Video report by ITV News Europe Correspondent James Mates
Luxembourg's prime minister has attacked Boris Johnson for the Brexit "nightmare" after his UK counterpart skipped a joint press conference amid noisy protesters waiting close-by.
Despite Mr Johnson avoiding the press conference, Xavier Bettel went ahead with it and took the chance to lay into the British PM, saying the Brexit impasse was a "home-made" problem.
But Mr Johnson, who decided to only give a statement to a small group of journalists assembled at the nearby residence of the British ambassador, insisted "we've got a good chance of a deal".
Explaining his absence, Mr Johnson said the press conference was cancelled over fears they would have been "drowned out" by pro-EU protesters.
"I don't think it would've been fair to the Prime Minister of Luxembourg," he said, "I think there was clearly going to be a lot of noise and I think our points might've been drowned out."
As Mr Johnson emerged from the ministry of state with Mr Bettel in Luxembourg City, protesters could be heard shouting "stop Brexit".
The PM's team did ask for the press conference to be moved inside so both leaders could be heard over protests, but Luxembourg rejected the idea.
The press conference came following a meeting between Mr Johnson's first meeting with European Commission President Jean-Claude Juncker.
Following the meeting Mr Juncker said proposals to replace the Irish backstop "have not yet been made" by Mr Johnson.
The pair agreed Brexit talks "needed to intensify", but the PM also "reiterated that he would not request an extension" and would take the UK out of the EU on October 31, Downing Street said.
Luxembourg's PM went further, warning that EU citizens were facing mounting uncertainty due to Brexit while standing next to an empty podium after Mr Johnson pulled out of a joint appearance.
"You can't hold their future hostage for party political gains," Mr Bettel said.
He added: "I know that the UK Government is unhappy with the Withdrawal Agreement as it stands.
"That's why I thought it was important to speak to Prime Minister Johnson to get proposals.
"We need more than just words."
Gesturing to the empty podium where Mr Johnson should have been, Mr Bettel said: "Now it's on Mr Johnson - he holds the future of all UK citizens and every EU citizen living in the UK in his hands.
"It's his responsibility. Your people, our people, count on you - but the clock is ticking, use your time wisely."

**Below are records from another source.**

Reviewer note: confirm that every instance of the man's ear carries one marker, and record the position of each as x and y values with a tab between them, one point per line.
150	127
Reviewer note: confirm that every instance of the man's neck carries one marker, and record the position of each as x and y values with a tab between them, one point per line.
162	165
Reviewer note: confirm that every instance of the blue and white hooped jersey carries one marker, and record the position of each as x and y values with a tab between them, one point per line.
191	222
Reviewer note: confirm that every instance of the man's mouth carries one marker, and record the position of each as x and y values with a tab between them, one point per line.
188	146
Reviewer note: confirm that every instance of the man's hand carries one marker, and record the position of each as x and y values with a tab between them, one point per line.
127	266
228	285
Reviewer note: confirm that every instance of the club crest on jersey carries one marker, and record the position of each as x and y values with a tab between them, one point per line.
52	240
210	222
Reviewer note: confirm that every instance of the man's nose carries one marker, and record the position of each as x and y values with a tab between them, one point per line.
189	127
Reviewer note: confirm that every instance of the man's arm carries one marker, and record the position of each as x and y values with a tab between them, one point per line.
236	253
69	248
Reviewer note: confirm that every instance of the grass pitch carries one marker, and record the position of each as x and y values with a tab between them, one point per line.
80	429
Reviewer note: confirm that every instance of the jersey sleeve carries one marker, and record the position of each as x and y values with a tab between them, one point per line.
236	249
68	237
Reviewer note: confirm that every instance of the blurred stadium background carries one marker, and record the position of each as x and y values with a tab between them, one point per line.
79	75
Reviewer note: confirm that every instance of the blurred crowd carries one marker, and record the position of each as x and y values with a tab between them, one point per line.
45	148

The commission said the Government had still not made "legally operational solutions" to replace the controversial Irish backstop element of the Brexit divorce deal, which keeps the UK closely tied to EU rules in order to avoid a hard border.
In a statement, his spokesperson said: “President Juncker recalled that it is the UK's responsibility to come forward with legally operational solutions that are compatible with the Withdrawal Agreement.
“President Juncker underlined the Commission's continued willingness and openness to examine whether such proposals meet the objectives of the backstop. Such proposals have not yet been made.
“The Commission will remain available to work 24/7. The October European Council will be an important milestone in the process. The EU27 remain united.”
President Juncker will travel to Strasbourg later today and will address the Plenary session of the European Parliament on Wednesday morning.
Mr Johnson told Mr Juncker he would not request an extension to Article 50 – the process of leaving the EU – and would take the UK out of the European Union on October 31.
He also “reconfirmed” his commitment to the Good Friday/Belfast Agreement and his determination to reach a deal with the backstop removed.
“The leaders agreed that the discussions needed to intensify and that meetings would soon take place on a daily basis,” Downing Street added.
“It was agreed that talks should also take place at a political level between Michel Barnier and the Brexit Secretary, and conversations would also continue between President Juncker and the Prime Minister.”
Both Brexit Secretary Steve Barclay and the EU's chief negotiator Michel Barnier were at the lunchtime meeting with the Prime Minister and Commission president.